If you want to use OpenGL (for complex gradient or 3D rendering), I would recommend writing GLSL directly instead of playing with juce::Path.
And if you do have some spare time, GitHub - VitalAudio/visage: C++ UI library meets creative coding might also worth a try.
Thanks for the suggestions, I will definitely take a look. You see my issue is that I am trying to paint a 303 sided closed polygon 30 times a second, which should not be a problem for any modern CPU even if I used high resolutions. That’s around 600 triangles if converted to GPU drawing. Ok, I am using filled polygons with transparency, but if it was really using GPU then this should not be an issue. On intel platform my Path drawing uses 40% CPU (per core), on M4 Pro it uses 140%. And my M4 Pro’s single core Cinebench result is more than twice of my Intel CPU’s, and my Radeon Vega 64 GPU has 70% the power of my M4 Pro’s GPU power. On Intel, JUCE could effortlessly draw the whole shebang with OpenGL. Now if I make my view full screen, the FPS goes down to like 2. I do use high DPI screen, so my actual resolution is twice of what is displayed, so my screen is in fact 5K - but I can run Heaven benchmark in parallel with my application, and it is not breaking a sweat while my app struggles.

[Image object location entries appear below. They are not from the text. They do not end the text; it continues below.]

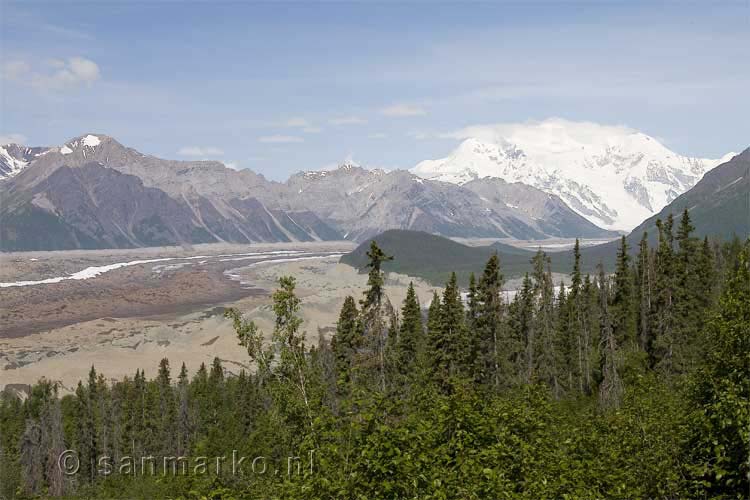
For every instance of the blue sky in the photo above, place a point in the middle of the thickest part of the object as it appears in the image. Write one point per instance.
(282, 87)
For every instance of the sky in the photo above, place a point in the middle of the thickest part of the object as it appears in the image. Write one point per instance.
(283, 87)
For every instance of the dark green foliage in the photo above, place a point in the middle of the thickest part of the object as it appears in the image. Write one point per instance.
(411, 335)
(543, 397)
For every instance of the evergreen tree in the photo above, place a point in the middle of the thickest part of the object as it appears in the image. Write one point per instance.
(410, 339)
(611, 388)
(574, 348)
(183, 412)
(449, 344)
(544, 347)
(375, 280)
(621, 312)
(472, 301)
(346, 340)
(376, 315)
(643, 290)
(490, 339)
(720, 394)
(167, 408)
(663, 321)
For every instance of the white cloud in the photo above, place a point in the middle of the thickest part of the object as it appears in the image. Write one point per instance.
(15, 70)
(403, 110)
(296, 122)
(280, 139)
(12, 139)
(420, 136)
(200, 151)
(549, 134)
(55, 74)
(347, 120)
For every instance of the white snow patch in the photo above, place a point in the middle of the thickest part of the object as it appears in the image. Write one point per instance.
(91, 141)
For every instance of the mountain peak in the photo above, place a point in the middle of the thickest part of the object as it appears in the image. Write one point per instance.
(614, 176)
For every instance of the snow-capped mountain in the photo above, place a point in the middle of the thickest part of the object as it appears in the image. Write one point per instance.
(15, 157)
(614, 176)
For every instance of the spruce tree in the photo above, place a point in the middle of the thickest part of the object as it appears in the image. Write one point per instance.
(490, 341)
(410, 338)
(376, 316)
(449, 344)
(643, 291)
(622, 313)
(663, 321)
(346, 341)
(611, 388)
(544, 347)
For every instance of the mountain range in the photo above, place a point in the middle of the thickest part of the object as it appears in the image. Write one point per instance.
(614, 176)
(719, 206)
(93, 192)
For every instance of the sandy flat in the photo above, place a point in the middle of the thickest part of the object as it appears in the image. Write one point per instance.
(190, 332)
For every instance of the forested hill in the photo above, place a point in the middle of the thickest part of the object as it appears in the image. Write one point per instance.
(433, 257)
(632, 385)
(719, 204)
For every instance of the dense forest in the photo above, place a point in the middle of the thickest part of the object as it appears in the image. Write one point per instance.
(634, 384)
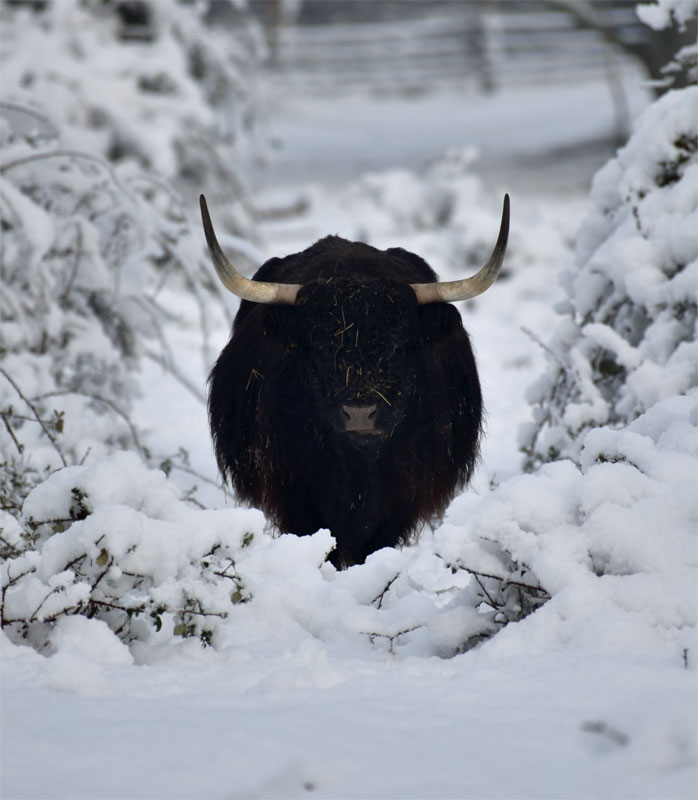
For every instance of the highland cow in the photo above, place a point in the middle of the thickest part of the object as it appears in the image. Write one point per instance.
(347, 396)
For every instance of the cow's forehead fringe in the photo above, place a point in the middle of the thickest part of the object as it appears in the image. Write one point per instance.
(335, 257)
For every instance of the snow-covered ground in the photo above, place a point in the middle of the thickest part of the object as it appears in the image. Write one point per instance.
(314, 689)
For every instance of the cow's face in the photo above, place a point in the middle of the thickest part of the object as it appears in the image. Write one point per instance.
(351, 347)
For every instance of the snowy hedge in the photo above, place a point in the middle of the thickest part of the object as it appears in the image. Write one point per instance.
(97, 243)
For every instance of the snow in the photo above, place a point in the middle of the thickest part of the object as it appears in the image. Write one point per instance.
(417, 674)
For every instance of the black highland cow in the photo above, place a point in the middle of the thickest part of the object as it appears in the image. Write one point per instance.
(347, 397)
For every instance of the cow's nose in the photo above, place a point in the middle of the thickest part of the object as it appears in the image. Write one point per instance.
(359, 419)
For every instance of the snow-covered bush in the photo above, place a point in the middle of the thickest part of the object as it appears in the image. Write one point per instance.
(112, 542)
(147, 83)
(97, 128)
(628, 335)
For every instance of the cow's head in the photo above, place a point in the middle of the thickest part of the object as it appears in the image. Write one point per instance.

@zsliu98 is right. Instead of forcing the use of hardware acceleration by using OpenGL components, DON’T use OpenGL and let Core Graphics take care of the hardware acceleration.
You will get better performance. We draw more complex FFTs, with more points and have no problem even at 60 fps.
I’ve been using compute shaders more and more for graphics stuff recently. The final rendering is still done by the native APIs but you offload a lot of the calculations to a compute shader. Obviously depends on what it is you’re drawing, but for things like paths where you might have thousands of points, it’s often a lot more performant to have the GPU do the calculations rather than the CPU.
E.g. I have a spectrum analyser that still uses juce::Path
and is drawn with juce::Graphics
, but the points of the path are computed on the GPU.
What API do you use for the compute shaders, just OpenGL?
How are you calculating the path points?
Matt
I calculate the FFT and the corresponding juce::Path on a background thread and swap it with the acutal painted paths within a lock/try lock. How do you sync the paths back to the message thread? Would love to know which one is more suitable for such task: a background thread or compute shaders?
This. You guys were right all along. Finally I made it working the way you have been suggesting.
I’ve read your comment, put on my most skeptical face - because, you know, intel was fast, etc….
Then I commented out every bit of code that was referencing OpenGL or OpenGLContext in any way, and moved my painting back to paint(). And now it just works, it is fast and smooth, the way it should be.
I guess I’ve had that bit of code in my component constructor that attaches to an OpenGL context all along, since I moved to M4 from Intel, and while I though it is giving me an advantage, in fact it was preventing Juce from doing its thing.
Thanks for the help guys.
No I’m using Metal on macOS and starting to look at Direct3D/HLSL for Windows. I haven’t really looked deeply into OpenGL compute shaders, but some quick Googling suggested using the native APIs would be best.
I pass a buffer of input samples into the compute shader, and generate a buffer of frequency responses using a DFT. Then just iterate over that buffer of responses to build the path.
FFT doesn’t make sense with a compute shader since it needs to be calculated in series as it’s a recursive algorithm. DFT is not only much simpler but can also be calculated in parallel.
The way I have it set up, the message thread is blocked and waits for the compute shader to finish. From the perspective of the call site you wouldn’t know a compute shader’s involved as the message thread hardly has to wait any time at all for the shader to complete.
Using a background thread is good if you just want to unblock the message thread, but still puts all the load on the CPU. I went for the compute shader approach because I wanted to minimise CPU usage.